Perceptual hashes produce similar outputs for visually similar images:

typescript
import { imageHash, imageHashDistance } from 'bun-image-turbo';

const original = await imageHash(image);      // "AQID..."
const resized = await imageHash(smallImage);  // "AQIE..." - Similar!

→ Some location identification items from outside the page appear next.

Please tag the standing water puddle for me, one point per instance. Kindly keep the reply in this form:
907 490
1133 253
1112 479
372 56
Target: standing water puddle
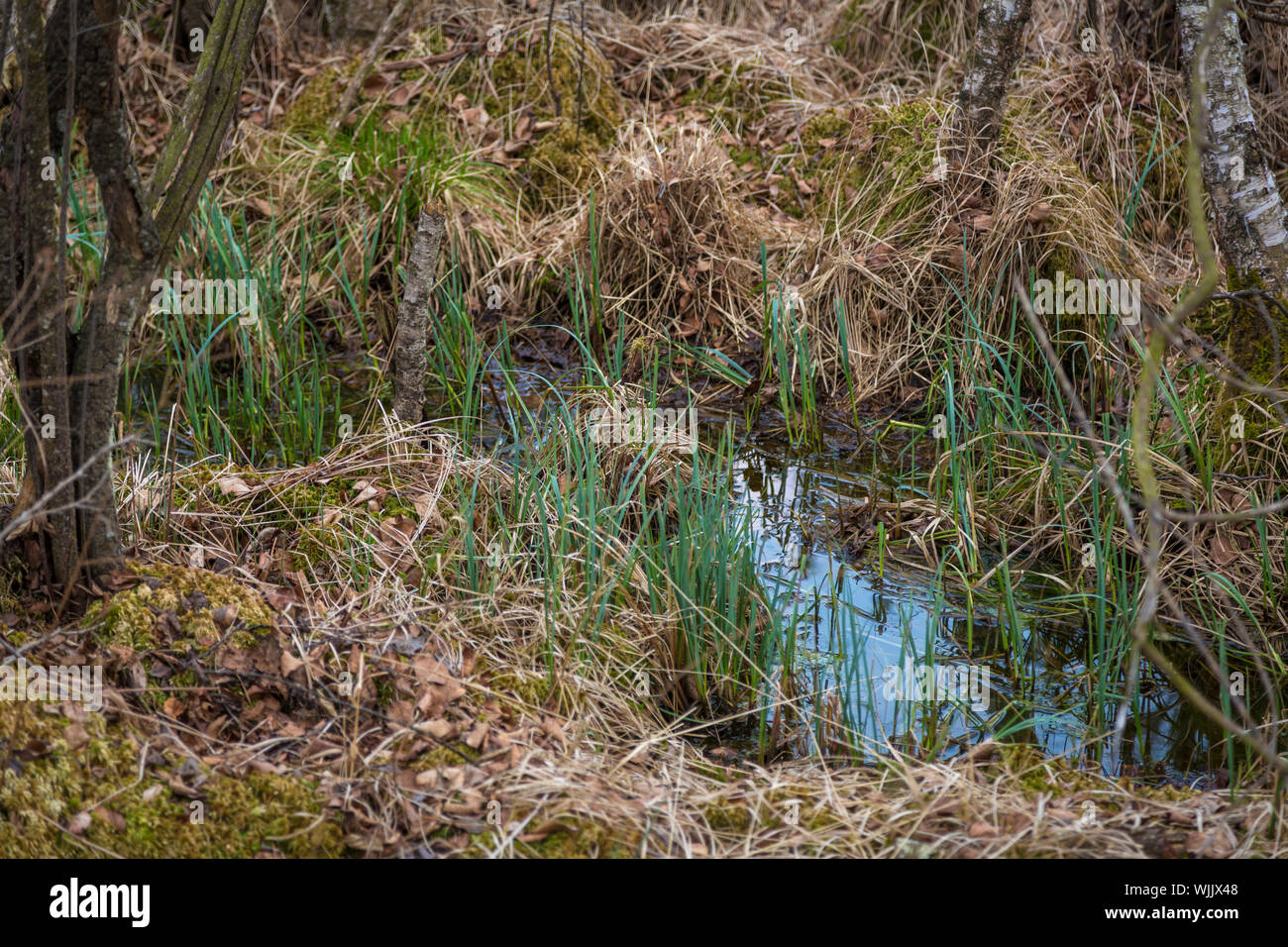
919 664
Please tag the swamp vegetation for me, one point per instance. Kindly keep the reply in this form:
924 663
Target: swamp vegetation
782 482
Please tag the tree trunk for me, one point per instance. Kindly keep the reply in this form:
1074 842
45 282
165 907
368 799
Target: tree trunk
1247 209
999 47
411 331
68 380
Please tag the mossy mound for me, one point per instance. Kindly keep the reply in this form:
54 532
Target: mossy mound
175 604
877 35
574 89
62 799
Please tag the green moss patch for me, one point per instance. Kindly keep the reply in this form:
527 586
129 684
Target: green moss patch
176 604
75 791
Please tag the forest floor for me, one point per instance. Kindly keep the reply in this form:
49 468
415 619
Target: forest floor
339 637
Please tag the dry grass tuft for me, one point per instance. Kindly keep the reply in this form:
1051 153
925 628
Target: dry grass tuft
677 249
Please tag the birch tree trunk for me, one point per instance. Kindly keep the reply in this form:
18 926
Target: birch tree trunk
1248 213
68 380
999 47
411 333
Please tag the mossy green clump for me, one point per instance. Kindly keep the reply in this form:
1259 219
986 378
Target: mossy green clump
46 785
136 617
317 101
529 690
456 754
563 159
875 178
1250 342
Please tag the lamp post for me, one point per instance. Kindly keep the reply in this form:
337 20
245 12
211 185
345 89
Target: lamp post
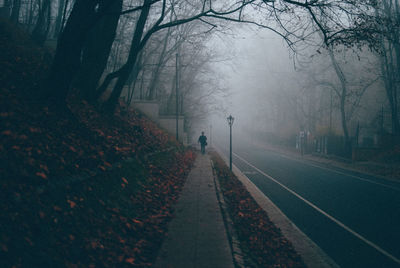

const distance = await imageHashDistance(original.hash, resized.hash);
// distance = 2 (very similar!)

Usage

typescript
import {
  imageHash,
  imageHashSync,
  imageHashDistance,
  imageHashDistanceSync
} from 'bun-image-turbo';

const buffer = Buffer.from(await Bun.file('photo.jpg').arrayBuffer());

// Generate hash (async)
const result = await imageHash(buffer);
console.log(result.hash);       // Base64-encoded hash
console.log(result.algorithm);  // "PHash"
console.log(result.hashSize);   // 8

// Generate hash (sync)
const resultSync = imageHashSync(buffer);

// With options
const customHash = await imageHash(buffer, {
  algorithm: 'DHash',
  size: 'Size16'
});

Functions

imageHash(input, options?)

Generate a perceptual hash from an image asynchronously.

typescript
async function imageHash(
  input: Buffer,
  options?: ImageHashOptions
): Promise<ImageHashResult>

Parameters:

  • input - Image buffer (JPEG, PNG, WebP, GIF, BMP, HEIC)
  • options - Optional configuration

Returns: Promise<ImageHashResult>

imageHashSync(input, options?)

Generate a perceptual hash from an image synchronously.

typescript
function imageHashSync(
  input: Buffer,
  options?: ImageHashOptions
): ImageHashResult

imageHashDistance(hash1, hash2)

Calculate the hamming distance between two perceptual hashes asynchronously.

typescript
async function imageHashDistance(
  hash1: string,
  hash2: string
): Promise<number>

Parameters:

  • hash1 - First hash (base64 string from imageHash)
  • hash2 - Second hash (base64 string from imageHash)

Returns: Promise<number> - Hamming distance (0 = identical)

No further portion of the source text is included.